World of Shojo Manga! Mirrors of Girls’ Desires

Dates/Times

March 28, 2015 - July 5, 2015

Location

Billy Ireland Cartoon Library & Museum
Sullivant Hall, 1813 N. High St.
Columbus OH 43210

Image:  Matsumoto, Akira (Reiji). Aoi Hanabira (Blue Petals) (Tokyo: Showa Manga Shuppansha, 1958).

The Billy Ireland Cartoon Library & Museum will celebrate women’s history month and its international holdings with the opening of World of Shojo Manga! Mirrors of Girls’ Desires, a traveling exhibit curated by Masami Toku, Dept. of Art and Art History, CSU-Chico.

Many different kinds of manga have been published for different ages, genders, and fans’ favorite themes since the 1970s. One of the major characteristics of Japanese manga is that it has split into boy’s (shonen) and girl’s (shojo) manga, each developing in its own way. Based on readers’ expectations, each boy’s and girl’s manga has its own theme. Regardless of the subject, the main theme in boy’s manga is competitive fighting, and how the heroes become men by protecting women, family, country, or the earth from enemies, while the theme of girl’s manga is simply love. Within this context, the topics in shojo manga have changed in response to girls’ expectations and have developed into diverse subjects over the last 70 years since World War I. This exhibition will focus on discussing the specific phenomenon of women’s changing roles and expectations in Japan.

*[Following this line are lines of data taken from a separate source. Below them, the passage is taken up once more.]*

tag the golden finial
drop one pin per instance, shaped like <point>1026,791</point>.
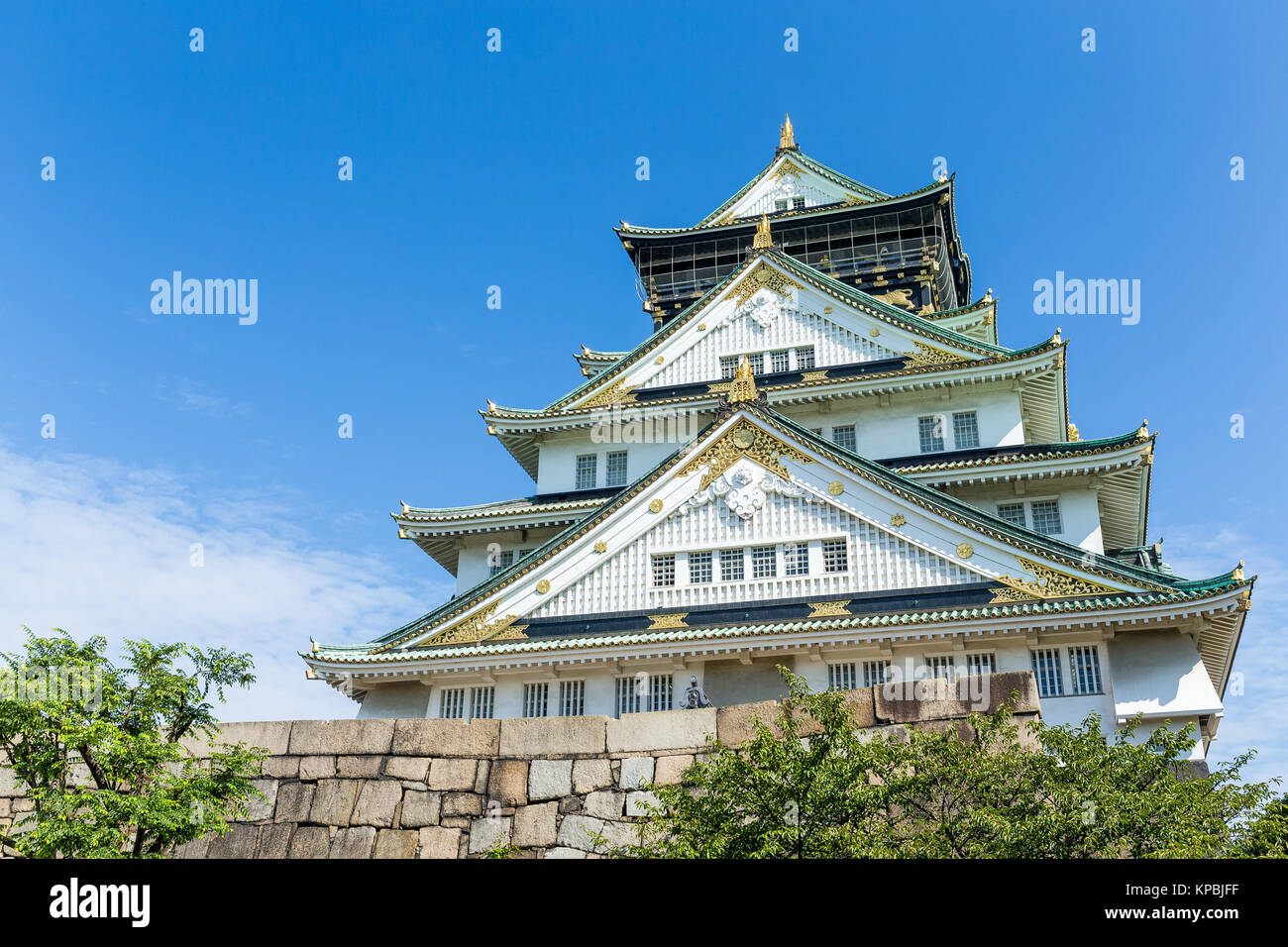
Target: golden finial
<point>743,386</point>
<point>786,138</point>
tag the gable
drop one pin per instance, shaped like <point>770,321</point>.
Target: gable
<point>900,536</point>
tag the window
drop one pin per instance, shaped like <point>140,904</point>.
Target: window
<point>616,470</point>
<point>931,432</point>
<point>836,556</point>
<point>841,677</point>
<point>876,673</point>
<point>500,561</point>
<point>1013,513</point>
<point>1046,669</point>
<point>452,703</point>
<point>730,565</point>
<point>980,664</point>
<point>797,560</point>
<point>572,697</point>
<point>943,667</point>
<point>1085,669</point>
<point>535,698</point>
<point>587,471</point>
<point>699,567</point>
<point>965,429</point>
<point>664,570</point>
<point>1046,517</point>
<point>629,694</point>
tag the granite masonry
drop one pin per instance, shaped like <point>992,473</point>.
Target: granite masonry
<point>550,788</point>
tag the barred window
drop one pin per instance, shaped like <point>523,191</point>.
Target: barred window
<point>629,694</point>
<point>699,567</point>
<point>587,471</point>
<point>836,556</point>
<point>452,706</point>
<point>500,561</point>
<point>965,429</point>
<point>980,663</point>
<point>1085,669</point>
<point>1046,517</point>
<point>1046,669</point>
<point>616,470</point>
<point>930,428</point>
<point>1013,513</point>
<point>536,698</point>
<point>841,677</point>
<point>730,565</point>
<point>876,673</point>
<point>572,697</point>
<point>943,667</point>
<point>797,560</point>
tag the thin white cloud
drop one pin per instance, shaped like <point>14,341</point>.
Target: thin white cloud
<point>97,547</point>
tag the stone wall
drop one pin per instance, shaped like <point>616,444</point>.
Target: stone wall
<point>450,789</point>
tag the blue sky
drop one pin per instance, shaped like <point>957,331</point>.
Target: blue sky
<point>476,169</point>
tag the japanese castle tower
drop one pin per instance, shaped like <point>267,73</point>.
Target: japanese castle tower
<point>820,458</point>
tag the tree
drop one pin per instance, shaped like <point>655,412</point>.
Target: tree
<point>812,787</point>
<point>99,746</point>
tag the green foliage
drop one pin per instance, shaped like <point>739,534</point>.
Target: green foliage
<point>812,787</point>
<point>103,759</point>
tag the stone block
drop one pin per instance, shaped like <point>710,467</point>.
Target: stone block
<point>437,841</point>
<point>452,775</point>
<point>259,809</point>
<point>462,804</point>
<point>314,768</point>
<point>733,723</point>
<point>665,729</point>
<point>377,804</point>
<point>393,843</point>
<point>310,841</point>
<point>407,768</point>
<point>420,808</point>
<point>353,843</point>
<point>359,767</point>
<point>669,770</point>
<point>553,736</point>
<point>535,825</point>
<point>589,776</point>
<point>604,804</point>
<point>239,841</point>
<point>636,771</point>
<point>549,779</point>
<point>294,801</point>
<point>635,800</point>
<point>487,834</point>
<point>333,801</point>
<point>274,840</point>
<point>342,737</point>
<point>507,783</point>
<point>446,737</point>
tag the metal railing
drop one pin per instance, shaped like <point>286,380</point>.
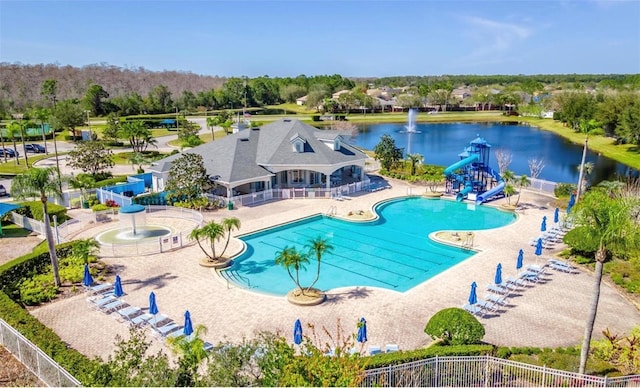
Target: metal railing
<point>40,364</point>
<point>485,371</point>
<point>297,193</point>
<point>542,186</point>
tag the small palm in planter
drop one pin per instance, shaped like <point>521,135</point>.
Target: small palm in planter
<point>213,232</point>
<point>294,260</point>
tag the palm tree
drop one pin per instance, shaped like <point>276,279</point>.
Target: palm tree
<point>586,127</point>
<point>508,176</point>
<point>82,182</point>
<point>84,248</point>
<point>414,159</point>
<point>318,247</point>
<point>191,352</point>
<point>523,181</point>
<point>291,258</point>
<point>509,190</point>
<point>41,115</point>
<point>606,218</point>
<point>13,129</point>
<point>42,181</point>
<point>229,225</point>
<point>212,232</point>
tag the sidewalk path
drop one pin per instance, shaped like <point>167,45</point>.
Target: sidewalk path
<point>551,314</point>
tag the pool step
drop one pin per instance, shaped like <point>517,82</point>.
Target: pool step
<point>234,277</point>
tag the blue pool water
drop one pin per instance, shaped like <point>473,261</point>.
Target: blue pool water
<point>393,252</point>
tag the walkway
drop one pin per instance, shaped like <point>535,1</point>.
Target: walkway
<point>545,315</point>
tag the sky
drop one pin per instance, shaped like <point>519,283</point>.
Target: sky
<point>353,38</point>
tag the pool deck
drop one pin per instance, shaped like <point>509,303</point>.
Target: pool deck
<point>550,314</point>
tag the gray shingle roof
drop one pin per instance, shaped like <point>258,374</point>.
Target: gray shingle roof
<point>248,154</point>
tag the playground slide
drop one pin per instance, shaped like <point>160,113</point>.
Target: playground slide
<point>463,193</point>
<point>490,193</point>
<point>449,170</point>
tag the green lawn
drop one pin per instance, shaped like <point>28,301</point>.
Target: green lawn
<point>627,154</point>
<point>10,167</point>
<point>150,156</point>
<point>204,137</point>
<point>13,230</point>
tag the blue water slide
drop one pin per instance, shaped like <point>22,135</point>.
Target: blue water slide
<point>490,193</point>
<point>463,193</point>
<point>449,170</point>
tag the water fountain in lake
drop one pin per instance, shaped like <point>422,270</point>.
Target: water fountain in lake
<point>132,228</point>
<point>411,127</point>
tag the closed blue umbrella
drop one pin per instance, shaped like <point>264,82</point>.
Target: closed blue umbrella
<point>87,280</point>
<point>297,332</point>
<point>117,287</point>
<point>153,306</point>
<point>498,278</point>
<point>188,326</point>
<point>473,297</point>
<point>572,201</point>
<point>520,259</point>
<point>362,331</point>
<point>538,251</point>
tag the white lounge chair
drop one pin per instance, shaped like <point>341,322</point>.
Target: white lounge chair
<point>497,290</point>
<point>167,329</point>
<point>496,299</point>
<point>129,313</point>
<point>141,320</point>
<point>486,305</point>
<point>516,282</point>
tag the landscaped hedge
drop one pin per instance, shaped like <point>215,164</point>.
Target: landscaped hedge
<point>33,209</point>
<point>111,181</point>
<point>13,272</point>
<point>79,365</point>
<point>395,358</point>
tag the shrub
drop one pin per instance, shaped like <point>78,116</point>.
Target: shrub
<point>37,262</point>
<point>38,289</point>
<point>455,326</point>
<point>395,358</point>
<point>99,207</point>
<point>111,181</point>
<point>564,190</point>
<point>35,211</point>
<point>79,365</point>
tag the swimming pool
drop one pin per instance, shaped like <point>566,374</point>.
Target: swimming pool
<point>393,252</point>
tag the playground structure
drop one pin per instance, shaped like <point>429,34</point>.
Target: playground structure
<point>471,177</point>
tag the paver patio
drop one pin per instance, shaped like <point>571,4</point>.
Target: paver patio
<point>545,315</point>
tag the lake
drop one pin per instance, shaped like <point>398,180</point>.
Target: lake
<point>441,143</point>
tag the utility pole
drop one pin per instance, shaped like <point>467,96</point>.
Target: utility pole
<point>581,176</point>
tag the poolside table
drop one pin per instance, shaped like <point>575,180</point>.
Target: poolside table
<point>141,319</point>
<point>100,288</point>
<point>103,301</point>
<point>164,330</point>
<point>127,312</point>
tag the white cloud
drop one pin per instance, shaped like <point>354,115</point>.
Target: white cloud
<point>492,38</point>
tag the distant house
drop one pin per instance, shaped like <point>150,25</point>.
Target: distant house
<point>460,94</point>
<point>337,95</point>
<point>283,154</point>
<point>301,101</point>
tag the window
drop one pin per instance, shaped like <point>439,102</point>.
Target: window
<point>297,176</point>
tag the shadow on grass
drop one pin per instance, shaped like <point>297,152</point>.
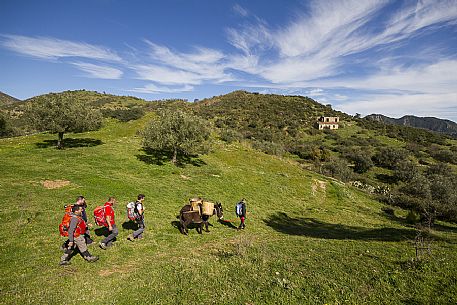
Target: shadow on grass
<point>130,225</point>
<point>386,178</point>
<point>444,228</point>
<point>160,157</point>
<point>103,231</point>
<point>71,143</point>
<point>311,227</point>
<point>227,224</point>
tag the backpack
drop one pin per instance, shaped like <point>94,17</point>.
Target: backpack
<point>65,224</point>
<point>99,216</point>
<point>132,211</point>
<point>239,209</point>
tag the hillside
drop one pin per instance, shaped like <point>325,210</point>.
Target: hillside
<point>429,123</point>
<point>6,99</point>
<point>309,239</point>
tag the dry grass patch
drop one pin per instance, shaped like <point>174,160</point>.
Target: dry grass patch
<point>54,184</point>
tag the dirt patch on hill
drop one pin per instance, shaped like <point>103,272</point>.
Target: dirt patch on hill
<point>318,185</point>
<point>54,184</point>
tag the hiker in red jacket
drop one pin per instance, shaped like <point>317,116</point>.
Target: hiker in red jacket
<point>76,230</point>
<point>110,224</point>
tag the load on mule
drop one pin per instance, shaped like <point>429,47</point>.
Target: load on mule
<point>198,211</point>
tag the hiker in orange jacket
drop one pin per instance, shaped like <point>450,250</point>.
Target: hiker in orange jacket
<point>76,231</point>
<point>110,223</point>
<point>139,210</point>
<point>81,201</point>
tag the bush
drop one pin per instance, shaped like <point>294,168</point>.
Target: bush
<point>270,148</point>
<point>413,217</point>
<point>230,135</point>
<point>124,115</point>
<point>337,168</point>
<point>176,132</point>
<point>6,130</point>
<point>362,161</point>
<point>388,157</point>
<point>405,171</point>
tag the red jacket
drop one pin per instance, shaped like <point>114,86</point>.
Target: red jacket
<point>109,211</point>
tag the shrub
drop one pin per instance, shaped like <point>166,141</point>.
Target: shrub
<point>337,168</point>
<point>405,171</point>
<point>388,157</point>
<point>230,135</point>
<point>177,132</point>
<point>270,148</point>
<point>124,115</point>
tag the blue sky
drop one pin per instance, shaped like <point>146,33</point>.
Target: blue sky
<point>389,57</point>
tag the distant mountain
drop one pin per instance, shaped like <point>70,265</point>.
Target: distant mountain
<point>429,123</point>
<point>6,99</point>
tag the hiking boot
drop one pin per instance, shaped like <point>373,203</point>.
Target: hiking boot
<point>91,259</point>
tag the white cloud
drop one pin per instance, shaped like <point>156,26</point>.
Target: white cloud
<point>315,45</point>
<point>170,67</point>
<point>240,10</point>
<point>403,104</point>
<point>151,88</point>
<point>52,48</point>
<point>164,75</point>
<point>98,71</point>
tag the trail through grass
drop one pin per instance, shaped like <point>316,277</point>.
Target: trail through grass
<point>309,239</point>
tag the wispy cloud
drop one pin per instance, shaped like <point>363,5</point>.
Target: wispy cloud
<point>151,88</point>
<point>397,105</point>
<point>171,67</point>
<point>240,10</point>
<point>316,44</point>
<point>97,71</point>
<point>52,48</point>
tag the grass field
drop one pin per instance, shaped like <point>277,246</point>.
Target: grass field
<point>309,239</point>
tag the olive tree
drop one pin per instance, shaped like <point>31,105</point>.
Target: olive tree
<point>60,113</point>
<point>177,132</point>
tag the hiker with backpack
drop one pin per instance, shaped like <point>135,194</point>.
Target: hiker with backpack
<point>138,217</point>
<point>80,201</point>
<point>240,210</point>
<point>109,223</point>
<point>74,226</point>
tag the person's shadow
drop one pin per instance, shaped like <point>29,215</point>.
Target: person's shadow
<point>227,224</point>
<point>130,225</point>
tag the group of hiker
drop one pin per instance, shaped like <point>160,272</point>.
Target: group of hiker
<point>76,227</point>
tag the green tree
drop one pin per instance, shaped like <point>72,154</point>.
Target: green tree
<point>60,113</point>
<point>5,125</point>
<point>177,132</point>
<point>388,157</point>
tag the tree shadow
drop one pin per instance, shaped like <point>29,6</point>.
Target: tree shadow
<point>444,228</point>
<point>227,224</point>
<point>389,179</point>
<point>103,231</point>
<point>160,157</point>
<point>311,227</point>
<point>130,225</point>
<point>71,143</point>
<point>176,224</point>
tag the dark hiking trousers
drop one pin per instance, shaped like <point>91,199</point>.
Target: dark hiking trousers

The exhibit features artwork by twelve artists, including female mangaka Masako Watanabe, Miyako Maki, Machiko Santonaka, and Moto Hagio. Original and reproduced shojo manga will be displayed along with books, magazines, and other related materials (e.g. figures, toys) in their context to help audiences understand the power of visual pop culture as the influences appear often in mass media, including TV animation and toy products.

Masami Toku is a professor in the Department of Art and Art History, CSU, Chico where she teaches courses in art education, multicultural perspectives of art appreciation, and works internationally as an educator, publisher, researcher, and speaker. Professor Toku  created this touring exhibition to explore the role of visual pop culture that impacts U.S. society through the phenomenon of manga in Japan and introduce manga’s value and contribution to visual culture and society with a special emphasis on shojo manga.

This exhibit will be part of a continuing celebration of manga throughout Spring semester, including two symposiums: Classic Manga and Development & Globalization of MangaManga at a Crossroads: Classic Manga, Development and Globalization of Manga symposia proceedings are now available on the Ohio State Knowledge Bank.

Join us on Saturday, April 4th from 5:00-7:00 pm for the opening reception of World of Shojo Manga! Mirrors of Girls Desires in the Eisner Seminar Room (205). Cosplayers are welcome and encouraged!

A color exhibition catalogue for World of Shojo Manga! Mirrors of Girls’ Desires (2013 – 2015) includes information of the characteristics of shojo manga (girls’ comics in Japan) and also 12 artists’ profiles, artworks and interviews. Published in 2013, the catalogue is available online.